Tenho uma mente que pensa demais, sente demais, percebe demais e, por isso, às vezes, acabo por sangrar por dentro sem que ninguém veja.
Há em mim uma beleza que não é apenas vista, é pressentida… mas quase ninguém percebe que, por trás dela, existe um lugar cansado, reconstruído vezes sem conta, sem testemunhas.
Aprendi cedo que o mundo não é gentil com quem sente tudo tão fundo.

Ainda assim, não me fechei.
Não me endureci.
Isto não é fraqueza, é uma forma de resistência que só eu sei o custo que tem.
Carrego marcas que não se vêem, histórias que não cabem em palavras simples.
Já fui desacreditada, deixada sozinha quando mais precisava de ser escolhida… e, mesmo assim, fiquei. Mesmo assim, continuei.
Há em mim uma força silenciosa.
Não grita, não se impõe, não procura ser vista, apenas fica.
Sou luz, mas não uma luz ingénua. Sou aquela que conhece a escuridão de perto e, ainda assim, escolhe não pertencer-lhe.
E isso cansa mais do que parece: custa noites em claro, pensamentos que não param, pedaços que vou perdendo sem dar conta.
Para alguns, sou fácil de amar. Para outros, difícil de compreender.
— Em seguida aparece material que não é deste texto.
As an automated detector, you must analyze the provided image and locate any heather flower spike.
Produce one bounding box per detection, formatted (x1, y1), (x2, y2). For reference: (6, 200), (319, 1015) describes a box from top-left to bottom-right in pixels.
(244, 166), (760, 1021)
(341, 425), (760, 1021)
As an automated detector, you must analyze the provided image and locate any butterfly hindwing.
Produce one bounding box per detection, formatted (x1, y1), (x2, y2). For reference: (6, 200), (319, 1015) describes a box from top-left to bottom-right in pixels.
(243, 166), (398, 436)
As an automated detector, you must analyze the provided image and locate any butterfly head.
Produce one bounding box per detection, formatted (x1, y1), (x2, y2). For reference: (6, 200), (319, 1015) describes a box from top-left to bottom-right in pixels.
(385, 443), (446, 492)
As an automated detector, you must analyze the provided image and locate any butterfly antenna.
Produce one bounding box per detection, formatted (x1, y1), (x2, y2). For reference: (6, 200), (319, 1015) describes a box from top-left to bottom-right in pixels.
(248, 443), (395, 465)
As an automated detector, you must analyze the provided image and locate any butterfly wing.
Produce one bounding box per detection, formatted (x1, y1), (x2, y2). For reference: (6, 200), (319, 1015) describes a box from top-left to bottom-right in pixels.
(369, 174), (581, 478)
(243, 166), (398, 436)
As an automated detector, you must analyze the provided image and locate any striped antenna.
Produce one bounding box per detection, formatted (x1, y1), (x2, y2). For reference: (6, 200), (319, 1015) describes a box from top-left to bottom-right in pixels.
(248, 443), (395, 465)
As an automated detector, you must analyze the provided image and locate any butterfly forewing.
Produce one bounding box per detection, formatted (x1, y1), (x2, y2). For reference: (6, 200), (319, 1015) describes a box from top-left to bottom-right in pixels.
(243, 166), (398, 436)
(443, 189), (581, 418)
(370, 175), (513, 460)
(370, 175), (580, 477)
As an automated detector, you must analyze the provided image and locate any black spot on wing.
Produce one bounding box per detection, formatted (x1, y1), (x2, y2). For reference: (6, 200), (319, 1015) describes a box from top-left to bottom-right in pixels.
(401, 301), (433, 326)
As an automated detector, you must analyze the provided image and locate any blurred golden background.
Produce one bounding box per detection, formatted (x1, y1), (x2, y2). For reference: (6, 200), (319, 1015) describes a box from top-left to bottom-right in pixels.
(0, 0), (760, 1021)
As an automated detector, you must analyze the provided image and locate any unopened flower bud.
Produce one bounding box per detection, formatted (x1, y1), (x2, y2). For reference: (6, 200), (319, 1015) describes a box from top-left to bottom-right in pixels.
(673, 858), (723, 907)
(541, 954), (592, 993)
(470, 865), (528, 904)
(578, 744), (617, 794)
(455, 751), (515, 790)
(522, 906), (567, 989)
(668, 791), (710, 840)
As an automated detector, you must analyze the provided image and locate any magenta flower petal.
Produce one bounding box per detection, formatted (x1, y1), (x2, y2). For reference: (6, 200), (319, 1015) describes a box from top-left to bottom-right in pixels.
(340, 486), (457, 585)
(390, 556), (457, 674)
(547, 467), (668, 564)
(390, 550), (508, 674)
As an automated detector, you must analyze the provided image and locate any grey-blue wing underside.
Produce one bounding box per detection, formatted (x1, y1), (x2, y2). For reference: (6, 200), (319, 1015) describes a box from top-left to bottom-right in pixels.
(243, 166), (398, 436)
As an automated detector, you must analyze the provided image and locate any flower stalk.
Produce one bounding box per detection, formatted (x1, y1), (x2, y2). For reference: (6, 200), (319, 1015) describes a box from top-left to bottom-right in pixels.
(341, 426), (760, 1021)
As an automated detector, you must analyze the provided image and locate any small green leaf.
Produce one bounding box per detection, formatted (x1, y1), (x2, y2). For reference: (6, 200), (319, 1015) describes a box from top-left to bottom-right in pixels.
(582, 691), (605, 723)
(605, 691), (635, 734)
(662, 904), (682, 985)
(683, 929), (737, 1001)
E há quem nunca vá ver mais do que a superfície, porque chegar a mim exige presença, exige profundidade, e nem todos conseguem ficar tempo suficiente para isso.
Não sou confusa. Sou complexa. E há uma diferença que dói entre as duas coisas.
Sou tudo para quem sabe ver. E nada para quem não tenta realmente olhar.
E talvez seja isso que mais me define: não preciso de ser girassol à procura do sol.
Eu própria aprendi a ser a luz que me guia.